Finance Magazine
Alan is in the process of tidying up around the raised beds on the vegetable patch and emptying some of the beds ready for putting them to bed for the Winter. The four beds highest on the hill just a few potatoes left to harvest so he started off by digging them up, then after a good weeding the beds were covered in black plastic which he stapled round the edges to try and stop the wind lifting it.
These beds are going to be the asparagus and rhubarb beds for next year, two of each, so we want as much goodness as possible kept in the soil and not washed down the hillside with the huge amount of rain we get here every Winter. That is also the reason for keeping the little compost bin in place for now so it can carry on feeding the soil. The rhubarb will be transplanted through slits in the plastic in a couple of weeks when it goes dormant. That way, hopefully, next year we will have a lot less weeding to do :-)
I brought the potatoes he dug up into the house, after he had very kindly washed them for me, and added a couple of handfuls of my huge spring onions from the polytunnel to them.
They were sautéed in olive oil along with some garlic, a sprinkle of chilli flakes and a couple of sticks of celery, before I added lots of vegetable stock. Then it was all brought to the boil and left to simmer long and slow in the bottom oven of the Aga while we went out for a few hours.

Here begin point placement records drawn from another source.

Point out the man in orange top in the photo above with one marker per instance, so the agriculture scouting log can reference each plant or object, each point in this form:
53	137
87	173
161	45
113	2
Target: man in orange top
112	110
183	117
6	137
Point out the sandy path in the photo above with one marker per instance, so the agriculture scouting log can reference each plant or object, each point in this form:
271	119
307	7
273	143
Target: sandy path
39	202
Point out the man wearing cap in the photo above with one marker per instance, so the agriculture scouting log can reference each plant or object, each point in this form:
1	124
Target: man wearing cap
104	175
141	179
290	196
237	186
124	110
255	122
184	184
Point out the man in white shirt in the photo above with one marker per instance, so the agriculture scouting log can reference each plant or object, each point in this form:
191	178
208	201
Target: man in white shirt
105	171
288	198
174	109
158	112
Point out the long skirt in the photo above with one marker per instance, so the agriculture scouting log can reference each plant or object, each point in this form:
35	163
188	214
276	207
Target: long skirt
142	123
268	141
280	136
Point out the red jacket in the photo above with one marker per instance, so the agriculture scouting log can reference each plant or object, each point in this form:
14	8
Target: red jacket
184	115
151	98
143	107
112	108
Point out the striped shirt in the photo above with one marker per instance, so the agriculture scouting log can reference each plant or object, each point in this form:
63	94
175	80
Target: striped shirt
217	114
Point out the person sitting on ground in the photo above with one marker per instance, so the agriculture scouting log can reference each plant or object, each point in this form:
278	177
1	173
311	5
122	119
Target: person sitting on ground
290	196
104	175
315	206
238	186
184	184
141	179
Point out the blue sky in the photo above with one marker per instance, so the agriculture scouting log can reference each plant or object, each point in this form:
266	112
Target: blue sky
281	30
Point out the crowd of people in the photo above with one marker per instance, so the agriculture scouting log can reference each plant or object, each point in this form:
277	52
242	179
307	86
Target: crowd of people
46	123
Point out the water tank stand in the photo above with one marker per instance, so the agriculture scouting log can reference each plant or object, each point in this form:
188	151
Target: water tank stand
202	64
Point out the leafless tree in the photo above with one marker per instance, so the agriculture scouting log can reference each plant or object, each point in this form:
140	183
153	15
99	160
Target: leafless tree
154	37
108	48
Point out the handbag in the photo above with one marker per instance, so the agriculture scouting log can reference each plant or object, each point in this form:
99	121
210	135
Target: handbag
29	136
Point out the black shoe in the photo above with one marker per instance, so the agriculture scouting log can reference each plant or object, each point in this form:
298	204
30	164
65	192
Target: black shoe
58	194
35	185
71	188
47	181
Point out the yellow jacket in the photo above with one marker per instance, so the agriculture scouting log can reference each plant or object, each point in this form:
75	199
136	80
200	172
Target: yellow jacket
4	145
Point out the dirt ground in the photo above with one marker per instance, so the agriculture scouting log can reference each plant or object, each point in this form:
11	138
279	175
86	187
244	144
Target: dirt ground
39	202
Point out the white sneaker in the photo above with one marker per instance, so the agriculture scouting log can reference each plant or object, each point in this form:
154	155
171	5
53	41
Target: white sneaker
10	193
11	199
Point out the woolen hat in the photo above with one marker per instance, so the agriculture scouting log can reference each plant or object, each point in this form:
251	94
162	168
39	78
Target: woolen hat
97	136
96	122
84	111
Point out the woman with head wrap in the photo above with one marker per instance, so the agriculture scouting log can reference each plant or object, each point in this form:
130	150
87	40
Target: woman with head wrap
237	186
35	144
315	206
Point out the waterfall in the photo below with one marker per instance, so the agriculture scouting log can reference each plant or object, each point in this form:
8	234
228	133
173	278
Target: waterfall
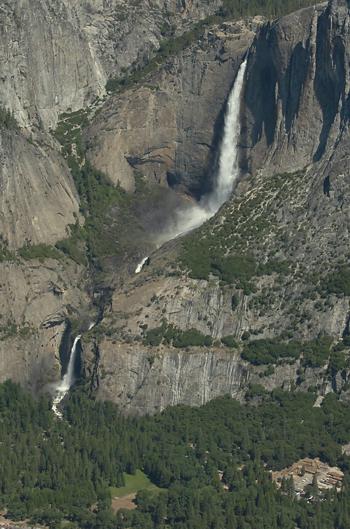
68	379
228	160
228	170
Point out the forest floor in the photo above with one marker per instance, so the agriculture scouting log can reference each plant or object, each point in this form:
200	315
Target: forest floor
123	497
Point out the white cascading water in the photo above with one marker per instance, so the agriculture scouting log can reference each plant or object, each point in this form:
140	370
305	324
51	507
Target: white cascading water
192	217
68	379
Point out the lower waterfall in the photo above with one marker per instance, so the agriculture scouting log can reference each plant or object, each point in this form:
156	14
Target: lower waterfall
68	379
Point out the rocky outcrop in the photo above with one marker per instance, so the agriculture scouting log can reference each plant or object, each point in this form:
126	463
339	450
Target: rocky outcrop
144	380
168	128
57	56
36	302
38	199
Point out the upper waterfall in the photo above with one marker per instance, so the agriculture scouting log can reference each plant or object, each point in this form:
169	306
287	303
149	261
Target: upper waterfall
228	160
228	169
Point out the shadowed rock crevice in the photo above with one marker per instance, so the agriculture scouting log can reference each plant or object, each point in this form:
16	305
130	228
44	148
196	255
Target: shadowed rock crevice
294	82
330	77
260	96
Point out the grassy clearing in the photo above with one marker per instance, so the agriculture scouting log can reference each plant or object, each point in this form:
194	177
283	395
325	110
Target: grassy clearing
133	484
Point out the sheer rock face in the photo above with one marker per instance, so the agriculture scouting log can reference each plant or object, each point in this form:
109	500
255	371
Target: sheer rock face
296	118
36	300
297	88
57	56
144	380
168	128
38	198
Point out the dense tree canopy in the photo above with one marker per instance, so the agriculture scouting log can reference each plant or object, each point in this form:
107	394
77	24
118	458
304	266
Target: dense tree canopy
57	472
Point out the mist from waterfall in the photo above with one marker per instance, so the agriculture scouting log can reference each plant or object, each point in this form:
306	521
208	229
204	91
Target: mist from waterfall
228	170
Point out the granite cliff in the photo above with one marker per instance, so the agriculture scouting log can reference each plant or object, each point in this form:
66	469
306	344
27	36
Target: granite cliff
288	220
273	263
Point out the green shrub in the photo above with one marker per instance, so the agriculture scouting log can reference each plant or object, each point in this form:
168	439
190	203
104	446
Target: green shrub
39	251
338	282
270	351
171	335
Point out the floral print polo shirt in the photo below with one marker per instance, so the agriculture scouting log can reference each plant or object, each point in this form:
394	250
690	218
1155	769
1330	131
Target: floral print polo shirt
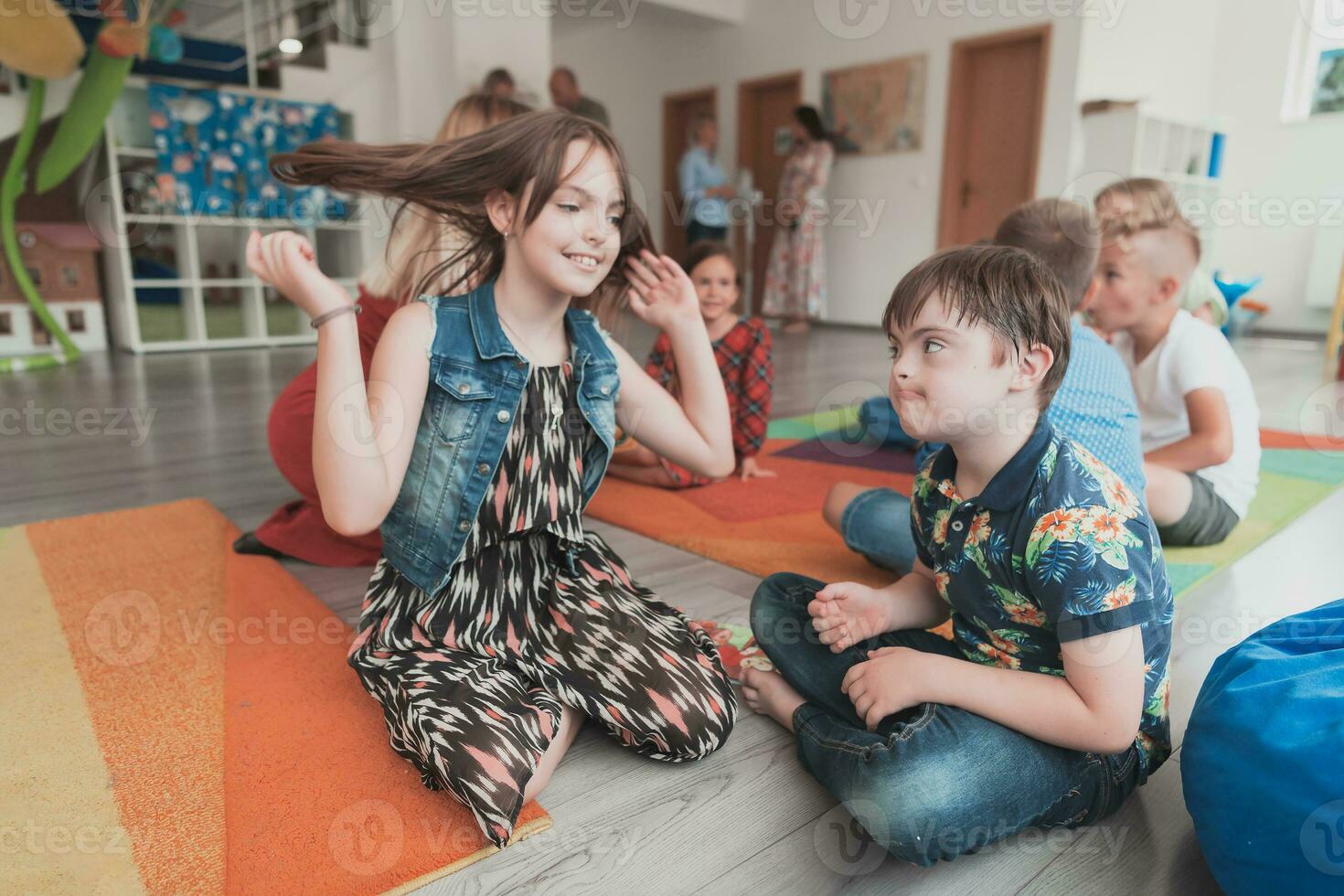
1055	549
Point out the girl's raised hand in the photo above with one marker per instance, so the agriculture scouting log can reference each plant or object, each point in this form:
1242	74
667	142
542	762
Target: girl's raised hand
285	260
660	292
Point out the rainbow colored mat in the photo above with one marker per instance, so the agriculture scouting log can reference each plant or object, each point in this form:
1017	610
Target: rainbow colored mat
182	719
766	526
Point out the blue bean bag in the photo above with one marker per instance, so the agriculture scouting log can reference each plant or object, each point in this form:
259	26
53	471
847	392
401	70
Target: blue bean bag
1263	762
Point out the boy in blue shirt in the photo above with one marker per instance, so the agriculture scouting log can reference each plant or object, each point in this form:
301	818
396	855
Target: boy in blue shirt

Once home it was whizzed up with my stick blender and portioned out. A jug full that we had for lunch today. The glass bowl of soup that has been left chunky and has added peas, is for Alan's lunch tomorrow while I am in Manchester for the day, and the two two portion tubs are now safely stashed in the freezer for future use.
I have to dash now as it's time to deal with a vast amount of beans he has just harvested. It's hard work this putting the hillside to bed lark .... I'll be ready for mine before he's finished at this rate.